La page Internet qui donnait les coordonnées pour NIDF était une vielle page dont la dernière mise à jour remontait à plusieurs années, une page sortie des tréfonds d’un quelconque annuaire en ligne ayant quelques vagues accointances avec le Japon et dont tous les liens étaient morts… Le premier numéro donné par la page était aux abonnés absents. Le deuxième numéro était celui d’Alain, mais personne ne répondit. Le troisième et dernier numéro était celui de Simone. Et ce fut Simone qui décrocha le téléphone.

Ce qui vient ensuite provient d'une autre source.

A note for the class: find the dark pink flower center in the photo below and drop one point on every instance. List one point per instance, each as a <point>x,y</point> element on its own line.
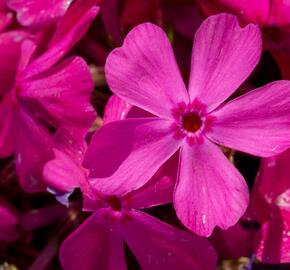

La conversation qui s’en suivit, et qui dura 40 minutes, est indescriptible. Je ne savais bien sûr pas que Simone était déjà malade, à ce moment-là. A la fin je fus obligé de lui promettre que j’irai au prochain cour du mardi et que, promis, j’essaierai le naginata, sinon j’en aurais eu je pense pour 40 minutes supplémentaires de moines guerriers en l’an 700, d’armures qui sont les mêmes mais pas les mêmes, de termes japonais qui ne m’étaient pas familiers, des écoles anciennes qui étaient devenues modernes mais qui restaient anciennes, etc. La conversation fut tellement surréaliste qu’elle éveilla en moi une certaine curiosité et je ne manquai pas d’aller le mardi suivant au dojo d’NIDF (accompagné finalement par Florent, curieux de voir ça ; je me souviens d’ailleurs qu’on avait fait à la demande d’Alain, lui aussi très curieux, un Nikyo avec les E-bu de deux naginatas démontées en fin de cours… Première et dernière mondiale très certainement). Je me suis inscrit au club lors du cours suivant.

Après cet entretien téléphonique, je ne l’ai rencontrée qu’en de (trop) rares occasions…

Je la remercie en tout cas de m’avoir incité à essayer le naginata. Puisse sa disparition nous rappeler que la pratique d’un Budô est la pratique de toute une vie, sans buts ni profits ; une recherche personnelle mais irrésistiblement tournée vers l’autre.

どうもありがとうございました。